Un jeu de hasard qui finit mal

Un jeu de hasard qui finit mal

Ou bien l’ont-ils, tous les trois, violenté mortellement ? En effet, chacun des trois jeunes mis en cause se tenant dans le box des accusés de la chambre criminelle près la Cour d’appel de Rabat se disculpe tout en essayant de coller ce meurtre à ses deux amis.

«Nous jouions aux cartes de hasard… Lorsqu’il a gagné un billet de vingt dirhams, les deux autres amis se sont mis en colère tout en le qualifiant de tricheur… Ils l’ont violenté par un bâton en le blessant au-dessous de son œil gauche et sa bouche», explique ce jeune mis en cause, âgé de vingt-quatre ans tout en précisant qu’il n’a pas touché la victime. «Je me contentais de les regarder sans réagir», ajoute-t-il.

Il était 4 h du matin quand la victime est rentrée chez elle avec des blessures en dessous de son œil et sa bouche. Elle s’est abstenue d’aller à l’hôpital, a affirmé son frère aux enquêteurs de la police judiciaire du commissariat Elayaïda, à Salé. «Ce n’est que trois jours plus tard qu’il m’a expliqué qu’il a été agressé par trois malfaiteurs qui l’ont maltraité en lui donnant des coups avec un bâton et une grosse pierre», précise à la Cour le frère de la victime tout en ajoutant que quelques jours plus tard ses deux amis sont arrivés chez lui pour présenter leurs excuses. «En fait je n’avais rien compris. Ils venaient pour s’excuser de quoi au juste ? Ils m’ont expliqué qu’il s’agissait d’un malentendu à propos de jeu aux cartes de hasard», affirme-t-il en ajoutant qu’il n’a jamais su que son frère jouait aux cartes de hasard.

Au fil des jours, l’état de santé de la victime se détériorait au point que sa famille l’a emmené, douze jours plus tard, à l’hôpital Moulay Abdellah, à Salé.
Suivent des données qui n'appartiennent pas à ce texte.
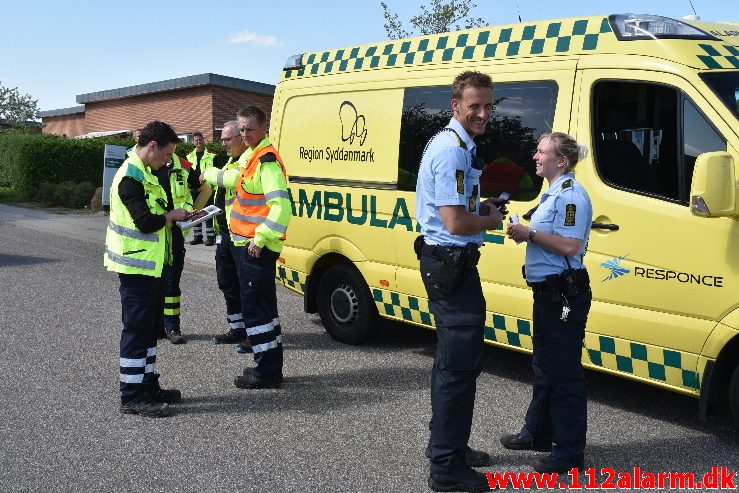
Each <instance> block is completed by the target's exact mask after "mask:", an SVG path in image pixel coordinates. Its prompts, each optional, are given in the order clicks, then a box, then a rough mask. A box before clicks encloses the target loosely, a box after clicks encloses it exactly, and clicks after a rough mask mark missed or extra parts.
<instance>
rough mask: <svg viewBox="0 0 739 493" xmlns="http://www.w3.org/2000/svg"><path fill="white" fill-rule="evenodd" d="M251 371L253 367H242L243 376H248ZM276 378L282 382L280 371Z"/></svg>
mask: <svg viewBox="0 0 739 493" xmlns="http://www.w3.org/2000/svg"><path fill="white" fill-rule="evenodd" d="M253 371H254V368H251V367H246V368H244V372H243V373H242V375H244V376H245V377H246V376H249V375H251V374H252V372H253ZM277 380H278V381H279V382H280V383H282V372H280V374H279V375H278V376H277Z"/></svg>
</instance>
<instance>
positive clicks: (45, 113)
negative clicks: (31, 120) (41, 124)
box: [39, 104, 85, 118]
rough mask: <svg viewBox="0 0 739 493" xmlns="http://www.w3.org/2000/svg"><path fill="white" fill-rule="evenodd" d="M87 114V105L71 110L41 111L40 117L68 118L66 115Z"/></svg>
mask: <svg viewBox="0 0 739 493" xmlns="http://www.w3.org/2000/svg"><path fill="white" fill-rule="evenodd" d="M84 112H85V105H84V104H83V105H82V106H72V107H70V108H59V109H58V110H48V111H39V116H40V117H41V118H48V117H50V116H66V115H74V114H77V113H84Z"/></svg>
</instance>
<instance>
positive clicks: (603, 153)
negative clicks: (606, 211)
mask: <svg viewBox="0 0 739 493" xmlns="http://www.w3.org/2000/svg"><path fill="white" fill-rule="evenodd" d="M593 119H594V125H593V128H594V129H595V132H594V135H593V146H594V153H593V154H594V159H595V164H596V168H597V170H598V173H599V174H600V176H601V177H602V178H603V180H604V181H605V182H606V183H608V184H610V185H612V186H614V187H616V188H621V189H624V190H627V191H630V192H633V193H638V194H642V195H649V196H652V197H657V198H662V199H665V200H668V201H671V202H676V203H680V204H684V205H687V204H688V199H689V197H688V196H689V194H690V182H691V179H692V174H693V167H694V165H695V159H696V157H697V156H698V155H699V154H701V153H703V152H708V151H709V150H726V143H725V141H723V139H722V138H721V137H720V136H719V135H718V134H717V133H716V131H715V130H714V129H713V127H711V125H710V124H709V123H708V122H707V121H706V119H705V118H704V117H703V115H702V114H701V113H700V112H699V111H698V110H697V109H696V107H695V106H694V105H693V103H691V102H690V100H688V99H687V98H685V97H684V96H683V94H682V93H681V92H680V91H678V90H677V89H676V88H674V87H670V86H666V85H662V84H654V83H646V82H634V81H603V82H599V83H598V84H596V86H595V88H594V91H593Z"/></svg>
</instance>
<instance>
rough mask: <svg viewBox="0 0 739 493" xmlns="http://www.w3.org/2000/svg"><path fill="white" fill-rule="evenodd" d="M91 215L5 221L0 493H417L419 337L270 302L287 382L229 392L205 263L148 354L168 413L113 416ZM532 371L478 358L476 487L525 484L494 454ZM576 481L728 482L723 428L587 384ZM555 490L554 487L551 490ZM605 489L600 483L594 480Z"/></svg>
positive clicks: (429, 334) (106, 322)
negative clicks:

Examiné, le médecin a attesté que son état n’était pas critique. Mais, quelques jours plus tard, le jeune homme a rendu l’âme. Le rapport médical a conclu que la mort est survenue suite à une infection causée par les blessures. Une conclusion que la Cour a prise en considération afin de déduire qu’il y a un lien de causalité entre les blessures que la victime avait subies par les mains de ses amis et sa mort. Ils ont été jugés coupables pour coups et blessures ayant entraîné la mort sans l’intention de la donner. Chacun d’eux a été condamné à huit ans de réclusion criminelle.